Anybody who has been following this story would discover the examples on this new report acquainted. An FBI agent at residence in Florida skilled a sudden, intense ringing in certainly one of her ears whereas standing by a window in her laundry room. She then felt ache and stress in her head and chest. After the episode, the agent skilled reminiscence points and a few occasional vertigo.
The second case featured within the phase was the spouse of a Justice Division official stationed on the US embassy in Tbilisi, Georgia. The girl was additionally in her laundry room when she skilled a piercing ringing sound in her left ear that rapidly grew right into a headache. She then walked exterior to discover a man sitting in a automotive close by who seemed like a suspected member of Unit 29155, the GRU unit that 60 Minutes introduced because the doubtless perpetrator of those assaults.
The journalists from 60 Minutes, The Insider, and Der Spiegel who collaborated on this report establish and observe some males who’re alleged to be members of the GRU unit in query and counsel that it’s potential they have been current in cities the place US officers skilled Havana Syndrome signs. The opposite massive piece of proof was a doc that apparently signifies {that a} member of Unit 29155 was given a bonus for performing good work on the “potential capabilities of nonlethal acoustic weapons.”
The producers sprinkle in different scraps of proof together with interview clips with former intelligence officers and different officers to color the image of a nefarious group of Russian spies sneaking around the globe to direct acoustic weapons or microwave beams into the houses of People working in opposition to Russia.
It is a textbook instance of a conspiracy idea. Nevertheless it additionally doesn’t make lots of sense.
For an acoustic weapon to be behind these signs, soundwaves highly effective sufficient to trigger seemingly everlasting injury to the goal’s inside ear would have needed to be directed by means of the laundry room home windows, all with out damaging the glass and even being heard by others close by.
And as former Los Alamos scientist Cheryl Rofer defined in a 2021 article, microwave beams are equally implausible. First, the facility provide wanted to generate microwaves highly effective sufficient to injure somebody’s mind would make a conveyable weapon impractical. Second, the vary of such a weapon would doubtless be minimal, so it will be exhausting for the perpetrator to stay hidden from the goal all through the assault. Third, due to how microwaves generate warmth, if a microwave beam highly effective sufficient to wreck the mind have been directed at a goal’s head, there would even be seen burns on the pores and skin and flesh the place the beam first made contact.

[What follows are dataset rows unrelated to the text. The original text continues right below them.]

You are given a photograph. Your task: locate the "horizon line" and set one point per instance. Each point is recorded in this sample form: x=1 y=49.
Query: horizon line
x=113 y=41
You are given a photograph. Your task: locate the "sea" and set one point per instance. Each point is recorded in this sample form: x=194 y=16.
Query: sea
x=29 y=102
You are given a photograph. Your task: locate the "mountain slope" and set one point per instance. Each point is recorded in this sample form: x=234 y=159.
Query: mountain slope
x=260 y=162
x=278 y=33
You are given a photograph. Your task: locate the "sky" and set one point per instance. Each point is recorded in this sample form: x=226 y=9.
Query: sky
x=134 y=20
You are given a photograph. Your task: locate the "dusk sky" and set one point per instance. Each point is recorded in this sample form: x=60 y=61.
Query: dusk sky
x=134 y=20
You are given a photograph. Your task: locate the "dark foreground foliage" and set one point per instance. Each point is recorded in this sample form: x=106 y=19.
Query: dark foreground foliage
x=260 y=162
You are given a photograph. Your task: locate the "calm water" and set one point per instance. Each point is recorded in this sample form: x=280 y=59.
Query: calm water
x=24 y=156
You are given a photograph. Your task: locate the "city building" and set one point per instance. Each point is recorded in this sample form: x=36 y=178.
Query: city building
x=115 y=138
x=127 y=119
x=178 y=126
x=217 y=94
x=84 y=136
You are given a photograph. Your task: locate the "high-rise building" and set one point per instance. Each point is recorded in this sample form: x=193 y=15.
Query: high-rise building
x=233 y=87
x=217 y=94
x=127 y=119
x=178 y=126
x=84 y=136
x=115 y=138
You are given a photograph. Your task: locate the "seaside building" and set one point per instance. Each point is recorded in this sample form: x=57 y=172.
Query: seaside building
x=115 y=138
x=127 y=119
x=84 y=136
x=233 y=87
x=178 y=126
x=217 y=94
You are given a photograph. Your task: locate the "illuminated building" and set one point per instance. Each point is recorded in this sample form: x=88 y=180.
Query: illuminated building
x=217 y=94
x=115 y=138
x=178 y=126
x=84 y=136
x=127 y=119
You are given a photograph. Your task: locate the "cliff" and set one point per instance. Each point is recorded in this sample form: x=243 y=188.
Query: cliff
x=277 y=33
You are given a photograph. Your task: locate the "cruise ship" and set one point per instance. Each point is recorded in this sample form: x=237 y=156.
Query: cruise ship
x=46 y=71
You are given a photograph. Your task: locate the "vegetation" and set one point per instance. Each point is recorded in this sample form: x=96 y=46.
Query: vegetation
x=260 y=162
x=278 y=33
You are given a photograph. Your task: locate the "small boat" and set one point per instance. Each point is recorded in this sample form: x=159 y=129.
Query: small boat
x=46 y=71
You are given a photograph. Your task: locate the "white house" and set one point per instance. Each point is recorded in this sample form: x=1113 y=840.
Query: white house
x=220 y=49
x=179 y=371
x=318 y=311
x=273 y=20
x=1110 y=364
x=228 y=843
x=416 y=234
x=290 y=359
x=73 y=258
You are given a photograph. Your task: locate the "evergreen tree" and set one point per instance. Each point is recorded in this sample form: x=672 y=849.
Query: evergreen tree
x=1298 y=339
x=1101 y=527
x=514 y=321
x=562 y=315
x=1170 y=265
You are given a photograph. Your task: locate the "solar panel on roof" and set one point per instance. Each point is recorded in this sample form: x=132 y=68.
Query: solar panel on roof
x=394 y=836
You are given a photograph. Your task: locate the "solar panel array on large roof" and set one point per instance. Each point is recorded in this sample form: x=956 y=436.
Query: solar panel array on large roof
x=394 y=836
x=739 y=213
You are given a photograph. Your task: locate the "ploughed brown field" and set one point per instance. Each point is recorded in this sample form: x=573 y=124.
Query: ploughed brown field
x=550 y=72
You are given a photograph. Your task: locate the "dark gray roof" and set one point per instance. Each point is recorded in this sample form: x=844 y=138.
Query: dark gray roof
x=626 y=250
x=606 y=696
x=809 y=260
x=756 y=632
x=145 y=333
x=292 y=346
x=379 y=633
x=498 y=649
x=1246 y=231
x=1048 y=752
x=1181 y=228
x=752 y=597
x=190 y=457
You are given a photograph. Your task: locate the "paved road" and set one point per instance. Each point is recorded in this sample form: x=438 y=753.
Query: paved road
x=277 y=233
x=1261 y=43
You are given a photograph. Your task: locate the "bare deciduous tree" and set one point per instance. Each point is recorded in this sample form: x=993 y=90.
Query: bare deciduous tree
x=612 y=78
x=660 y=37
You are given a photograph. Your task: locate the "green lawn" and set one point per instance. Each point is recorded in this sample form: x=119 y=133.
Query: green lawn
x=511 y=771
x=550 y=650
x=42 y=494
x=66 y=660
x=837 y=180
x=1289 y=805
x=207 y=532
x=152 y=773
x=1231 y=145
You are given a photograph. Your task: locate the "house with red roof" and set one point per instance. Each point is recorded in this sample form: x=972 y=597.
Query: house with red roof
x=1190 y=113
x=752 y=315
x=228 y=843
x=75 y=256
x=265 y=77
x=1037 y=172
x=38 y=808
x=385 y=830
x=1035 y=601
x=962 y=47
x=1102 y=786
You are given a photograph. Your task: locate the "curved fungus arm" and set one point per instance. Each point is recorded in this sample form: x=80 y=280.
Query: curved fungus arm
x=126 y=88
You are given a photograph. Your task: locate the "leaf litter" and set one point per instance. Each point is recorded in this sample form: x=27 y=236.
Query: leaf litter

There is no such thing as a approach to isolate the impact to at least one inside a part of the physique.
That’s to not say it’s inconceivable that anyone of those sudden complications and inside ear issues are someway the results of an assault. However any trustworthy observer must admit that, up to now, the narrative put ahead by 60 Minutes can solely be thought of an implausible conspiracy idea.
It can be crucial for any truth-seeking information client to note the distinction in how narratives that lack concrete proof are portrayed by the so-called mainstream press.
Take, for example, the concept that Hunter Biden might have landed his $83,000-a-month board seat for a Ukrainian fuel firm as a result of it was understood that he might supply entry to his father. Or that the SARS-CoV-2 virus originated not in a Wuhan market, however within the close by virology lab that we all know was conducting US-funded gain-of-function analysis on coronaviruses. Or that FBI informants, who had a heavy presence within the organizations that deliberate the rally on January 6, might have performed a component in main the gang to the Capitol.
All three of those theories are far more believable than the speculation that the Russians are diverting a few of their most elite intelligence operatives to go take potshots on the houses of US officers with an power weapon that doesn’t make any bodily sense. But solely the latter will get a full, critical phase on the highest Sunday evening information program. Why? As a result of it contributes effectively to the anti-Russia narrative that the political institution is making an attempt to push. The others, in distinction, every go utterly in opposition to the institution’s most popular account. So, they’re both dismissed, demonized, or outright ignored within the establishment-friendly media.
The discourse about Havana Syndrome makes it clear that members of the Washington institution and their mates within the media are utterly advantageous with farfetched conspiracy theories, so long as they discover them helpful.